# Clustering

Clustering is a branch of unsupervised machine learning where the goal is to identify groups or clusters in your data set without the use of labels. Clustering should not be considered the same as classification; we are not trying make predictions on observations from a set of classes. In clustering, you are identifying a set of similar data points and calling the resulting set a cluster.

Let's consider an example of clustering. You may have a data set characterizing your customers like demographic information and personal preferences. A supervised machine learning application would be to determine whether a person will buy a product. However, an unsupervised machine learning application would be to identify several groups or types of customers. With these groups identified, you can analyze the groups and build profiles describing the groups.

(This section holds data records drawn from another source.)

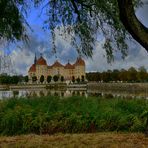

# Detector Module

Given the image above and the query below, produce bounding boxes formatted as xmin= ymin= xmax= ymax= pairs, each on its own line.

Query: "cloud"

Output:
xmin=86 ymin=42 xmax=148 ymax=71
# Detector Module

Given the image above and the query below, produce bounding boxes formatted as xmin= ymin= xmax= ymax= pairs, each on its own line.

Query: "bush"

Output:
xmin=0 ymin=96 xmax=148 ymax=135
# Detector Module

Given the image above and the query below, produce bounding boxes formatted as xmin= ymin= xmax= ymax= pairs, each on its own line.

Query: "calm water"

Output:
xmin=0 ymin=89 xmax=148 ymax=99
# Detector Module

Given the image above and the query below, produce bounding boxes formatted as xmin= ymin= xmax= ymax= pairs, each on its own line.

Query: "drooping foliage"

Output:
xmin=0 ymin=0 xmax=145 ymax=62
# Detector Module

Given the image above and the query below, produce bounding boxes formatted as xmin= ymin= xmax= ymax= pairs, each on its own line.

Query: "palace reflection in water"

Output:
xmin=0 ymin=89 xmax=148 ymax=99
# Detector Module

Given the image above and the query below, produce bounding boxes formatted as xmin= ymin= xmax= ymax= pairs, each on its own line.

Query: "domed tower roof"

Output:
xmin=36 ymin=56 xmax=47 ymax=65
xmin=52 ymin=61 xmax=64 ymax=67
xmin=29 ymin=64 xmax=36 ymax=72
xmin=75 ymin=57 xmax=85 ymax=66
xmin=65 ymin=62 xmax=74 ymax=69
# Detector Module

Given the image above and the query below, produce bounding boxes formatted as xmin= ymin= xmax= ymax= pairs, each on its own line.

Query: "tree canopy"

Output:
xmin=0 ymin=0 xmax=148 ymax=61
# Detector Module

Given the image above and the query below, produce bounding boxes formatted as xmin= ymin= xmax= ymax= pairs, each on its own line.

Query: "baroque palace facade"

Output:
xmin=28 ymin=55 xmax=85 ymax=82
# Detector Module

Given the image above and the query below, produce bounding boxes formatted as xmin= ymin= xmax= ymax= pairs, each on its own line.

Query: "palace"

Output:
xmin=28 ymin=55 xmax=85 ymax=82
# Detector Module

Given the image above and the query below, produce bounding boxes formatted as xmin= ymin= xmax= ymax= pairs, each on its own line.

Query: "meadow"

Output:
xmin=0 ymin=96 xmax=148 ymax=136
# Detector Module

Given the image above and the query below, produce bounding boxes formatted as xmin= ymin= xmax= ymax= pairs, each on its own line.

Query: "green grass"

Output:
xmin=0 ymin=96 xmax=148 ymax=135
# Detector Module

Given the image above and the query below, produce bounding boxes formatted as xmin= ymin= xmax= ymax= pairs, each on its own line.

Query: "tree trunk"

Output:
xmin=118 ymin=0 xmax=148 ymax=52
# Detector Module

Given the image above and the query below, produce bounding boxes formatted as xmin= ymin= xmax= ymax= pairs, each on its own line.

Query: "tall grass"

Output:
xmin=0 ymin=96 xmax=148 ymax=135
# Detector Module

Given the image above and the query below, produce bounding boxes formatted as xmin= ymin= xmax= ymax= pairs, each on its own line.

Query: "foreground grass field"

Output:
xmin=0 ymin=133 xmax=148 ymax=148
xmin=0 ymin=96 xmax=148 ymax=136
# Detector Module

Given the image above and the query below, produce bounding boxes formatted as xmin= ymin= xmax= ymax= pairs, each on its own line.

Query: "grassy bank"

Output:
xmin=0 ymin=96 xmax=148 ymax=135
xmin=0 ymin=133 xmax=148 ymax=148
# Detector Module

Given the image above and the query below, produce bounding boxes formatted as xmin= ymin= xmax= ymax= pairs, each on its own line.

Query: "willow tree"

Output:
xmin=0 ymin=0 xmax=148 ymax=61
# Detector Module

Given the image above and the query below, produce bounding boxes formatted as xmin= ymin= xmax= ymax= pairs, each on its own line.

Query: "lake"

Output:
xmin=0 ymin=88 xmax=148 ymax=99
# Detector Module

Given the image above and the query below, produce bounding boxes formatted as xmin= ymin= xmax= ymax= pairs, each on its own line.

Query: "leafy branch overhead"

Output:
xmin=0 ymin=0 xmax=148 ymax=62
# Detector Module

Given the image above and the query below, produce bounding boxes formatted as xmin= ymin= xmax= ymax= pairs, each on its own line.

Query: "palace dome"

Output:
xmin=52 ymin=61 xmax=64 ymax=67
xmin=65 ymin=63 xmax=74 ymax=69
xmin=36 ymin=56 xmax=47 ymax=65
xmin=29 ymin=64 xmax=36 ymax=72
xmin=75 ymin=57 xmax=85 ymax=66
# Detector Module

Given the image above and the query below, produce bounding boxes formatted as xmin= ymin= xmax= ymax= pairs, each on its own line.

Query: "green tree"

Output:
xmin=53 ymin=75 xmax=59 ymax=82
xmin=47 ymin=76 xmax=52 ymax=83
xmin=24 ymin=76 xmax=29 ymax=83
xmin=11 ymin=76 xmax=19 ymax=84
xmin=81 ymin=75 xmax=85 ymax=82
xmin=76 ymin=77 xmax=80 ymax=83
xmin=0 ymin=0 xmax=148 ymax=61
xmin=127 ymin=67 xmax=138 ymax=82
xmin=72 ymin=76 xmax=75 ymax=83
xmin=40 ymin=75 xmax=44 ymax=83
xmin=138 ymin=66 xmax=148 ymax=82
xmin=32 ymin=76 xmax=37 ymax=83
xmin=61 ymin=76 xmax=64 ymax=82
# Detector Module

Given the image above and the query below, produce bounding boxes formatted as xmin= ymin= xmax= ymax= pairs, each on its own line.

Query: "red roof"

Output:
xmin=75 ymin=57 xmax=85 ymax=66
xmin=36 ymin=56 xmax=47 ymax=65
xmin=52 ymin=61 xmax=64 ymax=67
xmin=29 ymin=64 xmax=36 ymax=72
xmin=65 ymin=63 xmax=74 ymax=69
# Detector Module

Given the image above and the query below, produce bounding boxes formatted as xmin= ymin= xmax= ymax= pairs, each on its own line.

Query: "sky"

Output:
xmin=1 ymin=0 xmax=148 ymax=75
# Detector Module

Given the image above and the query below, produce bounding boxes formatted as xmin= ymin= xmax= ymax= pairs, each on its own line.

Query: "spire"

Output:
xmin=34 ymin=53 xmax=37 ymax=64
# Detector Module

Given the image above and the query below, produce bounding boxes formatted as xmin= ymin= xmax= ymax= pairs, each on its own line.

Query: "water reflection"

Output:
xmin=0 ymin=89 xmax=148 ymax=99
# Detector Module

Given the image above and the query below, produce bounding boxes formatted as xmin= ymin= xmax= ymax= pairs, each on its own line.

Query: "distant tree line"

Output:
xmin=86 ymin=66 xmax=148 ymax=82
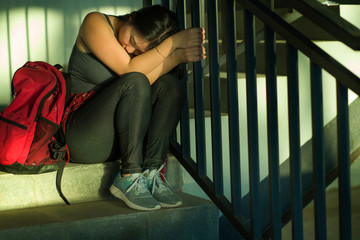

For example, one group tends to include people from the ages 20 to 25 who like the outdoors. With these profiles, you can pass that information and analysis to the marketing team to create different advertisements to best attract each group.

# K-Means algorithm

The K-Means algorithm is a simple algorithm capable of clustering this kind of dataset very quickly and efficiently, often in just a few interations

#### make_blobs 

make_blobs() is a function of Scikit-Learn, can be used to generate blobs of points with a Gaussian distribution. We can control how many blobs to generate and the number of samples to generate, as well as a group of other properties

Let's train a K-Means clusterer on this dataset. It will try to find each blob's center and assign each instance to the closest blob:

In [22]:
from sklearn.datasets import make_blobs
from sklearn.cluster import KMeans

X, y = make_blobs(n_samples = 500, n_features = 2, centers = 5, random_state = 0)
print(X.shape)
print(y.shape)

(500, 2)
(500,)


In [15]:
from sklearn.cluster import KMeans

k = 5 #the number of clusters
kmeans = KMeans(n_clusters = k)
y_pred = kmeans.fit_predict(X)

Each instance was assigned to one of the five clusters. In the context of clustering, an instance's label is the index of the cluster that this instance gets assigned to by the algorithm: this is not to be confused with the class labels in classification. 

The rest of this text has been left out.